四十三、ギルバイン攻防戦⑤
四十三、ギルバイン攻防戦⑤
セリカの頭上に太陽が輝いている。
眼下には住み慣れた街、ギルバインがあった。
セリカの額から吹き出した汗が顔を伝って、地上に零れ落ちた。
(わかっていたけど、思っていた以上に魔力の消費が激しい…)
セリカは風の魔法を制御しゆっくりと見知らぬ家の屋根に降りた。
全く知らない家だが、少しだけ使わせてもらおう、どうせ屋根だし文句も言われないだろうとセリカは思った。
そして息を整えつつ、セリカはポケットから小瓶を取り出し一気に飲み干す。
「これでまだ飛べる」
飲み干した小瓶をポケットにしまい、ギルバインの空から見下ろす。
魔人キュルプクスの巨体が東門の近くに見える、城壁を攻撃しており憲兵とガガオの姿が小さく見えた。
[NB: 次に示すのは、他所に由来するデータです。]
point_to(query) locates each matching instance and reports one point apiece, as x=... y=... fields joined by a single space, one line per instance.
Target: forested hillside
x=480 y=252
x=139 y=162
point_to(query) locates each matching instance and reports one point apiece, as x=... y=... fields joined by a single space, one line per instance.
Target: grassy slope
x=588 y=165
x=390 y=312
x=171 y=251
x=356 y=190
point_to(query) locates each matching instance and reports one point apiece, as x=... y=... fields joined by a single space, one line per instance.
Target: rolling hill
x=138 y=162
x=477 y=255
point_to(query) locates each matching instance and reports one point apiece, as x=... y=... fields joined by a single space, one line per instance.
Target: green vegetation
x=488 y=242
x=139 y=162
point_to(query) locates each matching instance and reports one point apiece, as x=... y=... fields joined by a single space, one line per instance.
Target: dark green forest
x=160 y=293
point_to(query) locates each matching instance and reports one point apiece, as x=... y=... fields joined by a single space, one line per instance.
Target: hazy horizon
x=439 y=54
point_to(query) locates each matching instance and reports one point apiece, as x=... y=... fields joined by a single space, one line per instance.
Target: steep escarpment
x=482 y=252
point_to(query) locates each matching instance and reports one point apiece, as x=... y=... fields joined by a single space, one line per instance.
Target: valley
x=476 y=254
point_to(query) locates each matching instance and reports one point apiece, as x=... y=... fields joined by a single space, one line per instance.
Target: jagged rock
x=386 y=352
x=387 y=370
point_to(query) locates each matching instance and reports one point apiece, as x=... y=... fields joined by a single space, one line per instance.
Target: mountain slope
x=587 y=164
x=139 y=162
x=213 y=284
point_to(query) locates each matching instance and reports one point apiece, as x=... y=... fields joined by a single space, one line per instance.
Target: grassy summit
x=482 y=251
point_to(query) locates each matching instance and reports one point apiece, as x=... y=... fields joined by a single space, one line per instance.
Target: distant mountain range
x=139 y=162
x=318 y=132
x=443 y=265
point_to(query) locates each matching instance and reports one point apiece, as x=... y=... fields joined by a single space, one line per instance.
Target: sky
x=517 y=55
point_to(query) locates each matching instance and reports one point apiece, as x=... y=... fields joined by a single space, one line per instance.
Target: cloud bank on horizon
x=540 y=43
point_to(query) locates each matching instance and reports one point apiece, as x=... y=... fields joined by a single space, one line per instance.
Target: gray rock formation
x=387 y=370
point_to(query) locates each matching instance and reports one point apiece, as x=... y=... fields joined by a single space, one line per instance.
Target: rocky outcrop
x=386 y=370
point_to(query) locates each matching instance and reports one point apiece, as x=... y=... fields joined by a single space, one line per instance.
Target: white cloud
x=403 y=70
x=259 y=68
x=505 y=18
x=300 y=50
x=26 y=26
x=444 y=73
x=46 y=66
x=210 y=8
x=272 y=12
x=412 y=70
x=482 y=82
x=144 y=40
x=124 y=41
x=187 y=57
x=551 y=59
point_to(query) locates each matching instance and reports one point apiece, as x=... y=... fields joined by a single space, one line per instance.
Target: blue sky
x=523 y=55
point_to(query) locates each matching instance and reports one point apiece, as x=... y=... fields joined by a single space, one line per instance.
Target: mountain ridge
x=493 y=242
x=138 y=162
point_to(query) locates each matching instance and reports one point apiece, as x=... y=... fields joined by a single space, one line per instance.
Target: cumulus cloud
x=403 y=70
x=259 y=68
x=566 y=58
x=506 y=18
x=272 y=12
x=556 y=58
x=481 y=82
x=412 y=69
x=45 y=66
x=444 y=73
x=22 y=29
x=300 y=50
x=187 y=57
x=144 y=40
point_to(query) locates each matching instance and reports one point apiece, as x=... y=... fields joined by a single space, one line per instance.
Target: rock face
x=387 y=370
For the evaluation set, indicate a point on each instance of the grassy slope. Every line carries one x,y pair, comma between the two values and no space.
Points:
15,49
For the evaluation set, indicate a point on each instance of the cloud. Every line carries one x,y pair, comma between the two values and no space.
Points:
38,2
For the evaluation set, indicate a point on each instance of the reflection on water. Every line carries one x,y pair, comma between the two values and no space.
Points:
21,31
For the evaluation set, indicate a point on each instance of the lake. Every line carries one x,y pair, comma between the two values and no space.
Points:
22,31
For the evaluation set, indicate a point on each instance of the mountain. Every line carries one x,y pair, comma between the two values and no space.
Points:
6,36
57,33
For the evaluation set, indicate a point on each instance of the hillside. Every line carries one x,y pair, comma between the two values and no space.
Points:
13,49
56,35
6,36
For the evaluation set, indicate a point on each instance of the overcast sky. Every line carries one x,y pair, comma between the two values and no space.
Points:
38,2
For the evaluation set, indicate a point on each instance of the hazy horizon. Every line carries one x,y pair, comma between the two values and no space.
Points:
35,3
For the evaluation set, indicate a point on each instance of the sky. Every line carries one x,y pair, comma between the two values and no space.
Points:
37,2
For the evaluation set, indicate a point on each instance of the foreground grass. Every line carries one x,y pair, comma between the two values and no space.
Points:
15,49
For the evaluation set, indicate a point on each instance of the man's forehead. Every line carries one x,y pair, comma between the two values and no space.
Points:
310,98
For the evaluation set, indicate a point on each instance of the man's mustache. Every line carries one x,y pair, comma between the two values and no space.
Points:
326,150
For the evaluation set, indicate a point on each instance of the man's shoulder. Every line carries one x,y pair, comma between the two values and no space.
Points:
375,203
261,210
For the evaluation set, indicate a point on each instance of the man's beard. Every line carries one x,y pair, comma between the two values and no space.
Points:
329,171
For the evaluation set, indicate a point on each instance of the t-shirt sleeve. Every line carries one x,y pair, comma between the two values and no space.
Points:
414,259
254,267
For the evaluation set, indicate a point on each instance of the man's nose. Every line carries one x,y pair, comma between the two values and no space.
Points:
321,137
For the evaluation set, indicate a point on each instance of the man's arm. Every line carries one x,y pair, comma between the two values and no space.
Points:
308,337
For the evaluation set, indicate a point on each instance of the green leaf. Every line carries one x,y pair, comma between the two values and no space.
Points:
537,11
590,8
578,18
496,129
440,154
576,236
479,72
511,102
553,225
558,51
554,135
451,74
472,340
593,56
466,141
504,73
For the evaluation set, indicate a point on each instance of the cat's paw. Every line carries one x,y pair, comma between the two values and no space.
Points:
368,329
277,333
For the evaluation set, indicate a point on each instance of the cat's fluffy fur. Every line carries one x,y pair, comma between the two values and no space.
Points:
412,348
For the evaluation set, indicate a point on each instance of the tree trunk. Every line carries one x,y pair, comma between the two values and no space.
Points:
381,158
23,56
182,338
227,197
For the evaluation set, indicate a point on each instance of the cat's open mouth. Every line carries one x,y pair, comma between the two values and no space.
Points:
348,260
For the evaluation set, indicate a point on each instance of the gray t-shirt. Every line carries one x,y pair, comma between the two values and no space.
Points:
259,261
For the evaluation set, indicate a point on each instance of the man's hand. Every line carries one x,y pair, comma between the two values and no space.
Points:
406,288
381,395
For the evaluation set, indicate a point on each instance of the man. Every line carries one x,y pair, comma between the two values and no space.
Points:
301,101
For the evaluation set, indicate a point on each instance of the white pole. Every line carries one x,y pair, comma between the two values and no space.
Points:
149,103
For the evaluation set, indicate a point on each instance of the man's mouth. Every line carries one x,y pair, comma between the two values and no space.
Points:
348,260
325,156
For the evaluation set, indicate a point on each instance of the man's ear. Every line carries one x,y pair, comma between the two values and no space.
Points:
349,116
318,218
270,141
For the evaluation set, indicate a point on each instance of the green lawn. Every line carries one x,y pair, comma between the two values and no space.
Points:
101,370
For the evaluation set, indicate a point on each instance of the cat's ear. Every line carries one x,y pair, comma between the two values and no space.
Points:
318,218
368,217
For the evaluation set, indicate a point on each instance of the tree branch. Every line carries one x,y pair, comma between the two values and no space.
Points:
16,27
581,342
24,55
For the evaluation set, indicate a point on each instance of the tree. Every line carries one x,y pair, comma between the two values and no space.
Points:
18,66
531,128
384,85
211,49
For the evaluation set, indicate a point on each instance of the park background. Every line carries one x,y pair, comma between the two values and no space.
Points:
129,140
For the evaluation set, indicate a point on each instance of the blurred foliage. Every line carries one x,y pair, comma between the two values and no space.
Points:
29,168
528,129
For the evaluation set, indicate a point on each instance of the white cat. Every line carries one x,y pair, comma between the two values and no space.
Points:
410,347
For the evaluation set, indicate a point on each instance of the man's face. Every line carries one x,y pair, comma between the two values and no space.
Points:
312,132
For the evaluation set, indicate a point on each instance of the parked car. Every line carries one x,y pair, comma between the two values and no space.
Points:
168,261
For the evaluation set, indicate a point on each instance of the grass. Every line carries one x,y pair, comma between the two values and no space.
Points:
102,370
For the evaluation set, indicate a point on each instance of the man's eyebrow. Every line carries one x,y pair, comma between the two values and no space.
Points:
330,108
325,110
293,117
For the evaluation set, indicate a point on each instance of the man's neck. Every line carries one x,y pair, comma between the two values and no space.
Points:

幸い魔人の攻撃は鈍く攻撃を躱すのは容易く見える、しかしその範囲が尋常ではない。
眺めるセリカにもその大きさが見て取れる。
「思っていたよりも遥かに巨大ね…」
魔人の一撃が城壁に設置されてあるバリスタを破壊した、破壊された木々が木の葉のようにはじけ飛ぶ。憲兵の一人が直撃を食らったのか、赤い鮮血にまみれその場に崩れた。
「酷い…」
セリカは目を背け、街を見下ろす。
住民は当初逃げ惑っていたものの、憲兵団の小隊の誘導で東門の付近の避難は完了しつつあった。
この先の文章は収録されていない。